Coincidentally during my time of service one of the most popular TV shows was ‘M.A.S.H’ a show about military doctors. My personal experience however was that in the real military, especially of the era I served, there was only about one Hawkeye Pierce for about every twenty or thirty Frank Burns’. I mean what kind of doctor would spend all that time and money in college and med school then voluntarily settle for the pay scale of a bank teller?

He poked and prodded, a little more writing stuff down occasionally.

“So how’s your diet?” He asked.

I had to think for a moment not wanting to admit anything terrible, yet not wanting to lie either.

“Better than it used to be.” I finally answered. Surprisingly that seemed to satisfy him. It’s true though, I do watch what I eat more than I used to. Not that I’d ever win any nutrition awards, but I do avoid pastries, soda pop and a few other hard line products, I rarely if ever add salt to prepared food and my first cup of coffee in the morning is actually a glass of orange juice. I didn’t mention that I eat like a lion, pretty much gorging myself on one meal per day, dinner. No breakfast, lunch if any at all consists of snack crackers and a tiny box of raisins. Then at dinnertime I’m famished and hoover up pretty much whatever is placed in front of me. Not that Angel ever actually places anything in front of me, but she does usually have something prepared. I don’t know why I eat this way, it just slowly evolved to this point a few years ago.

“So, do you get flu shots?”

“No, never.”

He waited for me to continue.

“Once again, bad experiences in the military, too many mandatory mystery shots. I’d heard the stories. Those guys were conniving and vicious.” This didn’t seem to please him but he made note and continued, asking about my hobbies and job. For hobbies I made sure to mention hiking and walking, not so much about watching “Law and Order” marathons and hard-core napping.

“So what are your current health concerns?” He asked, finally getting to the meat of the interview.

“Well, the usual stuff for a guy my age, cholesterol, blood pressure, weight, height.”

“You’re concerned about your blood pressure and cholesterol?”

“Why shouldn’t I be? You’ve heard how I treat myself; I tend to ignore most common sense recommendations for diet and exercise.”

“When’s the last time you had these checked?” He dug in.
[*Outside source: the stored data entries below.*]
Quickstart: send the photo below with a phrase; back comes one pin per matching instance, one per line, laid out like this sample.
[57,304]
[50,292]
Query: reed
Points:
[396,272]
“Well, I had my blood pressure checked twice in the last four years, once after the dog ate my face and another in the back of an ambulance after I flipped my truck on an icy bridge. It was kind of high then, but those were pretty much right after traumatic events and I sort of expected it to be high. As for cholesterol, as far as I know I’ve never had it tested.”

He looked at me as if suppressing a severe scold.

“Well Angel gets hers checked a couple of times a year, and we pretty much eat the same things.”

This didn’t work on him any more than it ever worked with Angel. At this point he pulled out a form with about a thousand line items and started checking several of them off. I could tell it was a lab request. We were going to have to start from scratch, figure out why I’m still alive and kicking after all these years of complacency, abject neglect and outright abuse. I knew this was coming, but, oh well.

His pen ran out of ink and he fumbled in his pocket for a fresh one.

“So what branch of the military were you in?” he asked.

“Air Force.”

He seemed at first genuinely pleased. He smiled, but the smile twisted a little and became somewhat snarky.

“Me too,” He replied, “right out of Medical School.”

Crap…These lab tests are going to be brutal.